Dromen kunnen je op sleeptouw nemen om nieuwe inzichten te krijgen of juist aanzetten tot actie.
Arnon Grunberg heeft onlangs de P.C. Hooftprijs 2022 toegekend gekregen voor zijn gehele oeuvre tot nu toe. Volgens De Volkskrant werd dat ook wel eens tijd. Zij beschrijven hem prijzend als een ‘virtuoos ontsnappingskunstenaar’. In 1993 schreef een jonge Grunberg, nog voordat hij was gedebuteerd, reeds een brief aan zijn mentor, Jan Ritsema, waarin hij op grootse wijze voorspelde dat hij ooit met deze prestigieuze prijs aan de haal zou gaan. Deze brief is later opgenomen in de bundel Aan nederlagen geen gebrek uit 2016, waarin brieven en documenten staan die Grunbergs tumultueuze, jonge jaren beschrijven, nog voordat hij uiteindelijk doorbrak met zijn debuutroman Blauwe maandagen.
Je zou kunnen zeggen dat aan de, al dan niet geveinsde, grootmoedigheid die Arnon Grunberg destijds beschreef, jeugdige naïviteit, bravoure en borstklopperij ten grondslag ligt. Zeker wanneer je zinnen leest als: ‘Ik denk dat je door te schrijven iemand helemaal gek op je kunt laten worden, sterker nog, totaal in je ban kunt laten geraken. En dat denk ik niet alleen, ik wil het ook bewijzen. Het is me nog niet gelukt, dat geef ik toe, maar het zal me lukken…’ Echter, je zou het ook kunnen omdraaien en zeggen dat hij zijn dromen probeerde te verwezenlijken, doorzettingsvermogen had en karakter toonde. Hij was al eerder, zonder diploma, van het Amsterdamse Vossius Gymnasium afgetrapt, slaagde er niet in om een gewenste acteercarrière op te bouwen en hij had torenhoge schulden vanwege het floppen van zijn eigen opgezette uitgeverij. Grunberg droomde ervan een groots en gevierd schrijver te worden en deed er vervolgens alles aan om dat doel te bereiken.
Het mooie van het willen nastreven van je eigen dromen, is dat in de beginfase alles mogelijk is: dromen mogen namelijk groots zijn, overweldigend, of juist heel klein en concreet.

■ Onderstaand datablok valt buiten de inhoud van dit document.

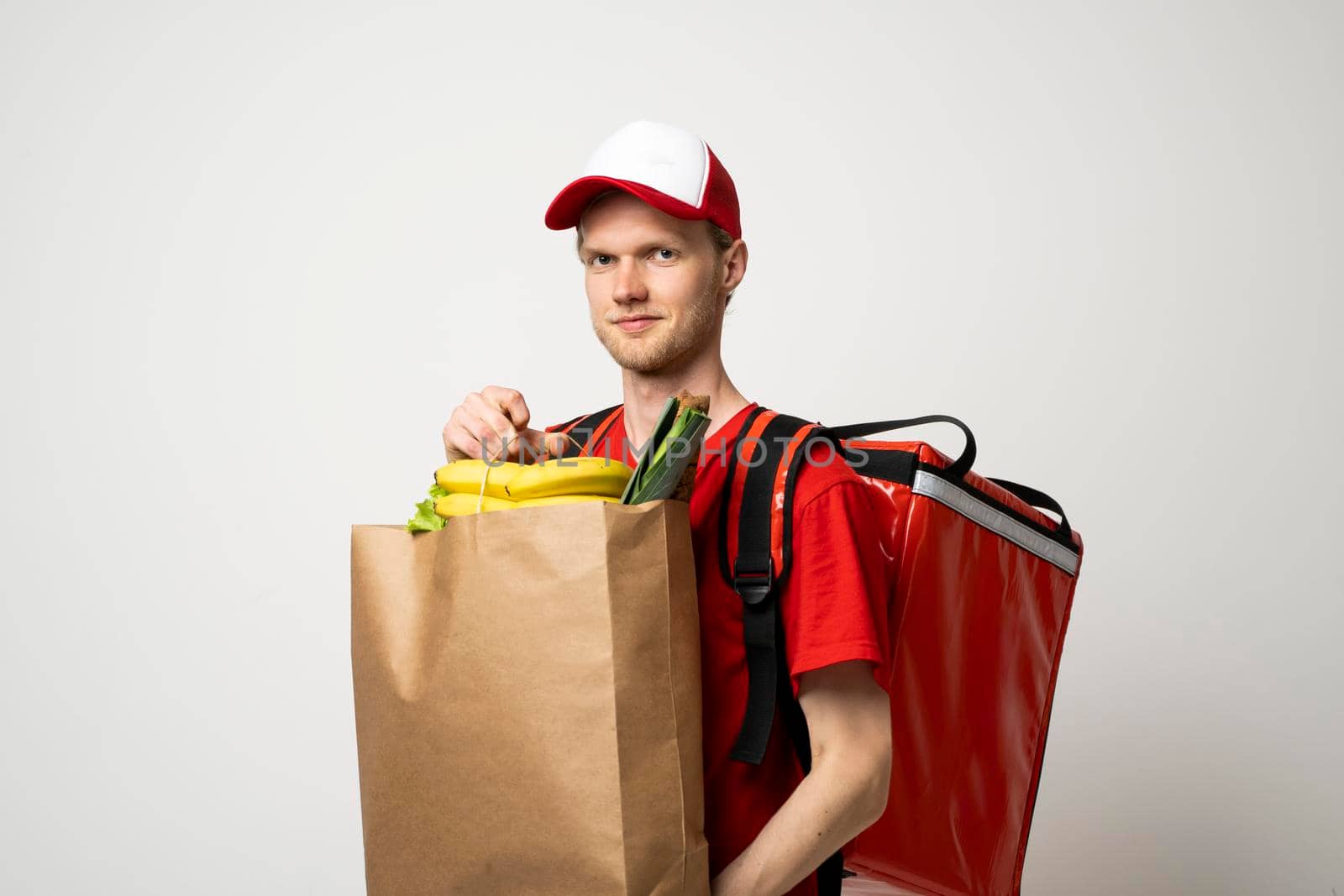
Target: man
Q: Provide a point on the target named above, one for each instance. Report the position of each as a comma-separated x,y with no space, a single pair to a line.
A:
659,237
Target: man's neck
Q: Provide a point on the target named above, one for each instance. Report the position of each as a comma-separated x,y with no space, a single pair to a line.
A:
645,394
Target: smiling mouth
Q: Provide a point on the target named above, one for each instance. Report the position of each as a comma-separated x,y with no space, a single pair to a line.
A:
636,324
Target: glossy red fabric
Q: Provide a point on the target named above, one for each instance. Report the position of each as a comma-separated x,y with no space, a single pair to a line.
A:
980,631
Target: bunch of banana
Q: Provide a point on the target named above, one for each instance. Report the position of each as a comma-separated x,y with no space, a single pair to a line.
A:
514,485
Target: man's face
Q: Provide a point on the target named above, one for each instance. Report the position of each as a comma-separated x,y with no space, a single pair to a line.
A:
652,282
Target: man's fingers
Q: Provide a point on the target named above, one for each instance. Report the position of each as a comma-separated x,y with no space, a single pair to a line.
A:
492,427
459,443
510,401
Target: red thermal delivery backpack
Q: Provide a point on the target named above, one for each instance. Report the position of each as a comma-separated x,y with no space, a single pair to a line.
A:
983,586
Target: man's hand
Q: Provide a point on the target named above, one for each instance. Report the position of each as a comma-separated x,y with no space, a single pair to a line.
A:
850,727
492,425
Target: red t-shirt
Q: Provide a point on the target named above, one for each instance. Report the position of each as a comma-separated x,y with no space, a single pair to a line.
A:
833,604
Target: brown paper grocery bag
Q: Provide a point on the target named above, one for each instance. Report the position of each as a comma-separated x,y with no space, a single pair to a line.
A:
528,703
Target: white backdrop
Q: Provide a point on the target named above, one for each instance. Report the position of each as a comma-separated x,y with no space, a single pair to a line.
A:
253,253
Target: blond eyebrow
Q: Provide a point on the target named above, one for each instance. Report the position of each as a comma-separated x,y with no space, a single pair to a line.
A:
672,242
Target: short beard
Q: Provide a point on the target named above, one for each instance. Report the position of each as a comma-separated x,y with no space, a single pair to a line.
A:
654,355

Ze kunnen je op sleeptouw nemen om nieuwe inzichten te krijgen of juist aanzetten tot actie. Een mooi voorbeeld hiervan was de rubriek Dit ben ik in De Volkskrant , waarin wekelijks willekeurige kinderen werden geportretteerd. Als er voorbeelden te benoemen zijn van mensen die groots en meeslepend durven te dromen over de toekomst, dan zijn het wel kinderen. Hun grenzeloosheid en blanco besef met betrekking tot het nastreven en uitvoeren van dromen is zowel fascinerend als ontnuchterend. Dromen is bij deze kinderen niet denken in problemen, maar juist opgaan in kansen.

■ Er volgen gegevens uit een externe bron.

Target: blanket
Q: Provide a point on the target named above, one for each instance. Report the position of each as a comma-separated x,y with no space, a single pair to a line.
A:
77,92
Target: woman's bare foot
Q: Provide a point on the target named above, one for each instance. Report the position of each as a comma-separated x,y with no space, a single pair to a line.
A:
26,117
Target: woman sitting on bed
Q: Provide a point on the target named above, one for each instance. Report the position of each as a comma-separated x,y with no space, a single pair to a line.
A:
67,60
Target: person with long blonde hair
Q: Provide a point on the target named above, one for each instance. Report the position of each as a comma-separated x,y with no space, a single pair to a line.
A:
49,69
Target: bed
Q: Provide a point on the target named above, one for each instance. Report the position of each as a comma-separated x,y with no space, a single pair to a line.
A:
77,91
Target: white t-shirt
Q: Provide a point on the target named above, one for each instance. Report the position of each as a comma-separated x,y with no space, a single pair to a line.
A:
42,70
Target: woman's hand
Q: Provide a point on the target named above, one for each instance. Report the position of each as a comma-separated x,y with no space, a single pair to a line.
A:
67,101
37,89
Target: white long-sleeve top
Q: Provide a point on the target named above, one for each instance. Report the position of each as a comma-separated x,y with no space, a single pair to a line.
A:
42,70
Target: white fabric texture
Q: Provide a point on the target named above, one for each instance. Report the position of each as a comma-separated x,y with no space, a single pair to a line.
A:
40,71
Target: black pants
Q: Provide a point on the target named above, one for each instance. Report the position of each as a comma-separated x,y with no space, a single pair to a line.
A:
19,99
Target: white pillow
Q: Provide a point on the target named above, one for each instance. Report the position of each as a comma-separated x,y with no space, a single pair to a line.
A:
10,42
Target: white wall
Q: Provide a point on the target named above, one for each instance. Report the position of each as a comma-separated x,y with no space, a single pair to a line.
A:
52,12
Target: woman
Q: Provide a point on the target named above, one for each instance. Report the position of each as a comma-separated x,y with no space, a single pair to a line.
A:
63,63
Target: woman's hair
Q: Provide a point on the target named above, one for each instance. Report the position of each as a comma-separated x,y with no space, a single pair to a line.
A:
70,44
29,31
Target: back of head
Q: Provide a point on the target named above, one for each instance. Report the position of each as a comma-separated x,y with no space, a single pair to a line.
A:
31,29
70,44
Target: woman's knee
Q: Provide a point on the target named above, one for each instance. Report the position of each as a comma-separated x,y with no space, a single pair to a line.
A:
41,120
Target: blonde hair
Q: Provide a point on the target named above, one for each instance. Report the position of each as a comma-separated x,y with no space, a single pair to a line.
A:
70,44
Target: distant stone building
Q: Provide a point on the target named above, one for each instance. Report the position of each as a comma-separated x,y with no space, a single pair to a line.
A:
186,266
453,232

Wanneer ik in de digitale archieven van deze rubriek zoek, kom ik de meest prachtige dromen en levensdoelen tegen, zoals: ‘over tien jaar woon ik in de jungle’, ‘ik wil een middeleeuws boerderijtje bouwen, zonder elektriciteit’, ‘later wil ik graag een zeemeermin zijn’ en ‘ik wil planeten ontdekken en zweven op de maan’. Het is natuurlijk de vraag hoeveel van deze wensen uitvoerbaar zijn of over een jaar of twintig daadwerkelijk zijn uitgekomen. Maar dat maakt niet uit. In de droomfase mogen eventuele beperkingen geen belemmering vormen voor je doelen. Het uiten van een zogenaamde ja, maar…-houding is hierbij ook uit den boze. Wat tevens opvalt aan de uitspraken van de enthousiaste deelnemers aan deze rubriek, is dat er nergens het woordje ‘moeten’ te bespeuren valt. Een kenmerk dat, wellicht onbewust, mogelijke remmingen wegneemt en alle opties open kan houden. Kortom, een voorbeeld voor de vele grote mensen van deze wereld, die zichzelf dagelijks (te) veel verplichtingen opleggen en denken dat ze alles móeten in plaats van meer te mógen.
Juist in deze verwarrende en onstabiele tijden is het uiterst lastig om in de (nabije) toekomst te blijven kijken. Het hebben van dromen en doelen is juist nu van grote waarde. Hierbij maakt het uiteindelijk niet uit of deze dromen daadwerkelijk allemaal reëel zijn of verwezenlijkt zullen gaan worden. Het is juist de verbeelding van een uitzicht in ontwikkeling dat van iedereen een virtuoze ontsnappingskunstenaar kan maken.